出典:文部科学省「文部科学省所管独立行政法人、国立大学法人等及び特殊法人の役員の報酬等及び職員の給与の水準(平成30年度)

<東京大学>
・平均年齢:56.1歳
・平均年収:約1197万円
・最高年収:約1902万円
・最低年収:約873万円

<京都大学>
・平均年齢:55.4歳
・平均年収:約1097万円
・最高年収:約1605万円
・最低年収:約813万円

<北海道大学>
・平均年齢:53.9歳
・平均年収:約1025万円
・最高年収:約1417万円
・最低年収:約794万円

<九州大学>
・平均年齢:53.3歳
・平均年収:約1081万円
・最高年収:約1516万円
・最低年収:約847万円

<お茶の水女子大学>
・平均年齢:58.3歳
・平均年収:約1132万円
・最高年収:約1471万円
・最低年収:約976万円

このように、大学法人によってややバラつきがあり、また同じ教授職でも、年齢・経験・評価などによって最低年収と最高年収で500万円以上の差が出ているところも多いです。

大学教授が収入を上げるためには?


大学教授は高収入を得やすい職業ですが、先述した通り、勤務する大学によって年収数百万円単位の差が出てくることがあります。
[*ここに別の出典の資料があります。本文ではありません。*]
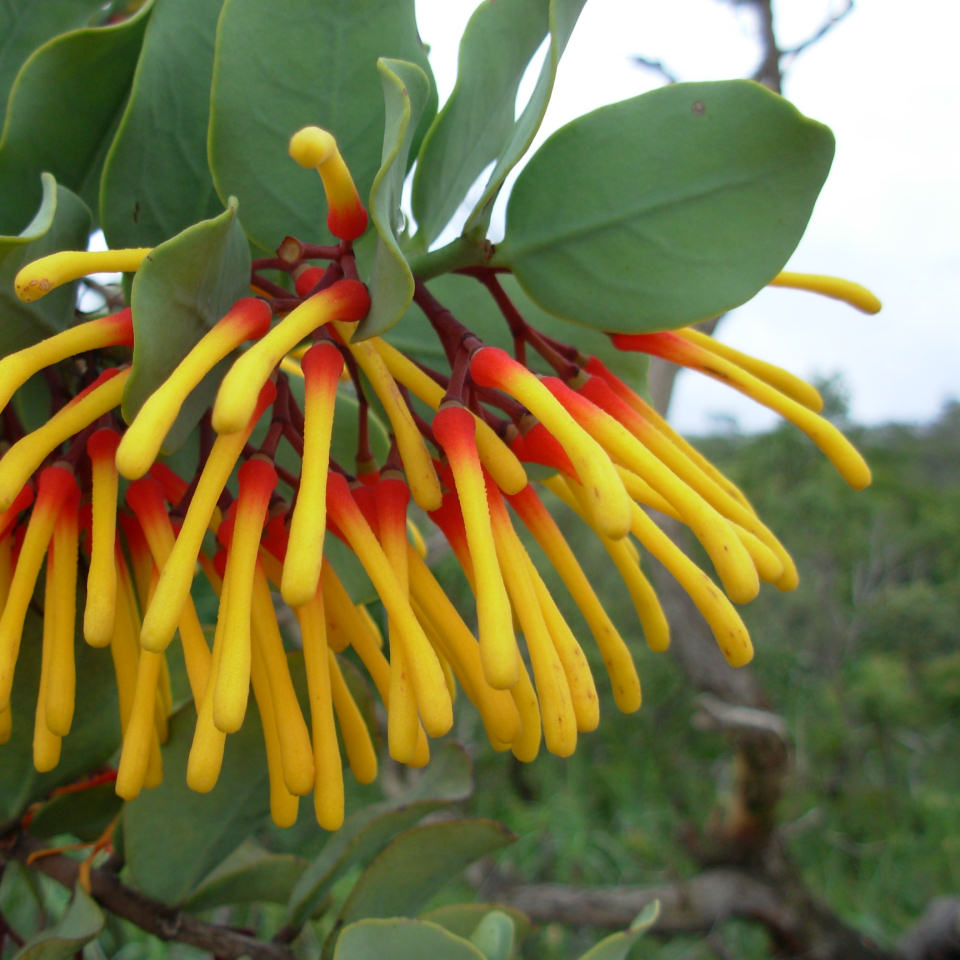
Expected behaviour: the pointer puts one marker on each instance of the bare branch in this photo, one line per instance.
(167, 923)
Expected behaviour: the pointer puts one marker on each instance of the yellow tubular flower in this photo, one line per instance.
(173, 588)
(777, 377)
(37, 279)
(328, 783)
(613, 649)
(609, 503)
(730, 558)
(55, 485)
(341, 612)
(257, 480)
(46, 743)
(62, 603)
(346, 300)
(100, 610)
(141, 731)
(834, 445)
(322, 365)
(26, 455)
(433, 699)
(205, 759)
(453, 429)
(316, 148)
(417, 463)
(296, 753)
(284, 805)
(496, 707)
(835, 287)
(636, 402)
(356, 737)
(16, 368)
(391, 504)
(145, 497)
(556, 705)
(625, 559)
(497, 458)
(249, 318)
(583, 692)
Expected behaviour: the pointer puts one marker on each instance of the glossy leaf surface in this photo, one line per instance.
(62, 222)
(183, 288)
(326, 75)
(155, 179)
(665, 209)
(406, 91)
(63, 107)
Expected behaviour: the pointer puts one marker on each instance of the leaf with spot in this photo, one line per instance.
(63, 108)
(156, 181)
(665, 209)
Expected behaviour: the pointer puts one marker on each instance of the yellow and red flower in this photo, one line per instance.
(254, 526)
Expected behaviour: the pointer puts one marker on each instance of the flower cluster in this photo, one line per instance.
(461, 443)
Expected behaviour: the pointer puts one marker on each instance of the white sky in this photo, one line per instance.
(889, 216)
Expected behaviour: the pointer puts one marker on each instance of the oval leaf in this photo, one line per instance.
(476, 122)
(563, 17)
(25, 24)
(63, 107)
(406, 90)
(81, 922)
(401, 939)
(329, 51)
(416, 864)
(156, 181)
(183, 287)
(446, 780)
(665, 209)
(208, 826)
(494, 935)
(62, 222)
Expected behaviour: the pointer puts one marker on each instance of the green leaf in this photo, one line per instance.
(85, 814)
(25, 24)
(250, 874)
(473, 306)
(328, 78)
(64, 104)
(406, 90)
(416, 864)
(82, 921)
(156, 181)
(402, 939)
(494, 935)
(94, 735)
(618, 945)
(563, 17)
(463, 918)
(665, 209)
(207, 827)
(446, 780)
(183, 287)
(62, 222)
(477, 123)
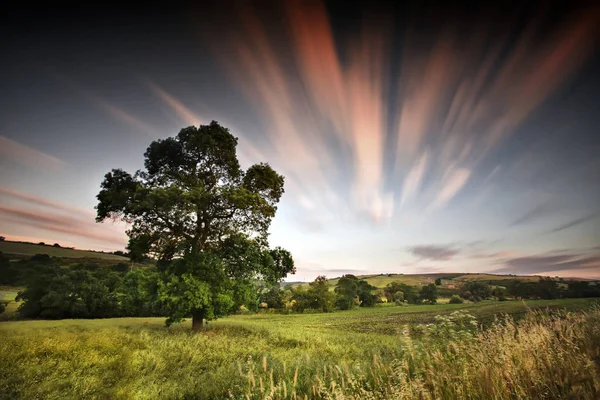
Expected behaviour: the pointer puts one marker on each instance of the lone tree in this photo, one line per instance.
(203, 219)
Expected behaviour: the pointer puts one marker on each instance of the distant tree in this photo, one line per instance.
(499, 293)
(121, 267)
(380, 296)
(203, 218)
(429, 293)
(319, 295)
(274, 297)
(399, 298)
(476, 290)
(138, 294)
(365, 293)
(346, 290)
(456, 299)
(53, 294)
(411, 294)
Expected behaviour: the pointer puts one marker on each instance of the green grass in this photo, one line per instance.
(140, 358)
(381, 280)
(29, 249)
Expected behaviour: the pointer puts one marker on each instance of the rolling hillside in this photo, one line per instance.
(449, 280)
(20, 249)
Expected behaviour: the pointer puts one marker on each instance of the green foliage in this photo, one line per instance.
(352, 291)
(202, 217)
(343, 355)
(274, 297)
(456, 299)
(476, 291)
(411, 294)
(317, 297)
(138, 294)
(399, 298)
(21, 249)
(74, 294)
(429, 293)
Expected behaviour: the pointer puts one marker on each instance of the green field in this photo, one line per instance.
(258, 355)
(456, 279)
(30, 249)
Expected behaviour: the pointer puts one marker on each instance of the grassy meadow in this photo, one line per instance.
(449, 280)
(29, 249)
(422, 351)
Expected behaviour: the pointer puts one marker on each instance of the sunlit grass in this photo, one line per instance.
(337, 355)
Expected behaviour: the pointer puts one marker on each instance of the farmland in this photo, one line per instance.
(240, 355)
(19, 249)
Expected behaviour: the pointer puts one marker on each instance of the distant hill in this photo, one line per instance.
(20, 249)
(449, 280)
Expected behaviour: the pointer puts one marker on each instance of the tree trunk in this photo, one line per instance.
(197, 320)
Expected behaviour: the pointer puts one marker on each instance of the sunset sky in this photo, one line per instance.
(413, 138)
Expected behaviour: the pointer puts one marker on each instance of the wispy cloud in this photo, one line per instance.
(413, 179)
(546, 264)
(8, 192)
(28, 156)
(186, 114)
(434, 252)
(574, 222)
(456, 179)
(36, 214)
(541, 210)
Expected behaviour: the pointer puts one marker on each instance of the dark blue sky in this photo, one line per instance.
(413, 138)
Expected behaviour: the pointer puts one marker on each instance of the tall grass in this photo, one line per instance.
(543, 355)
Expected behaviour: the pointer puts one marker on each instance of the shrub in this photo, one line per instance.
(456, 300)
(399, 298)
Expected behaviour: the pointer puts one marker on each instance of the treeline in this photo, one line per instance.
(83, 290)
(349, 292)
(544, 288)
(87, 290)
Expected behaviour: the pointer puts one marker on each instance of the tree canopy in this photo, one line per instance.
(202, 217)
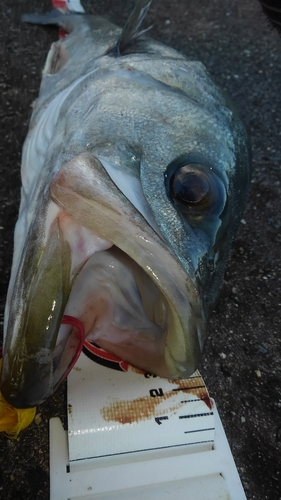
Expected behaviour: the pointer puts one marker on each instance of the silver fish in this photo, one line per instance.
(135, 173)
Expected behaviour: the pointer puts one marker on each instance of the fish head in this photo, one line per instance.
(145, 183)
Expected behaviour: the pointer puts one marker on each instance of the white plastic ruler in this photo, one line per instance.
(113, 412)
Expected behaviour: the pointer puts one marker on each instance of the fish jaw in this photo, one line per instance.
(38, 349)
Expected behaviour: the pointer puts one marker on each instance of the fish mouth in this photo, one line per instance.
(132, 296)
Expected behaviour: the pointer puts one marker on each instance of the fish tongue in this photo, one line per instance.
(115, 300)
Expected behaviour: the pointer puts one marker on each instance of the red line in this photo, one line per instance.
(70, 320)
したがって、できるだけ収入アップを望むのであれば、首都圏の有名な私立大学に勤務するのがベストといえるでしょう。

ただし、とくに私立大学では大学ごとに待遇も大きく異なり、純粋な給料以外の面でも働きやすさや満足度が変わることがある点には注意しておいたほうがよいでしょう。

また、大学教授にもなると各分野の専門家として注目されることも増えてきます。

ときにテレビの報道・情報番組のコメンテーターとして出演したり、書籍や雑誌記事の執筆を手掛けたり、セミナーを開いたりすることによって副収入を得て、結果的に高収入を実現させている人もいます。

「みなし公務員」にあたる国公立大学勤務の場合も、副業は禁止ですが、副収入を得ることは問題ないとされているため、専門書の執筆や講演を行って収入を増やしている人は少なくないようです。

なお、大学教授の定年は65歳前後が一般的ですが、私立大学によっては70歳くらいまで働けることもあります。

第一線で活躍できる時間が長い大学で働くことで、生涯年収を高めることが可能です。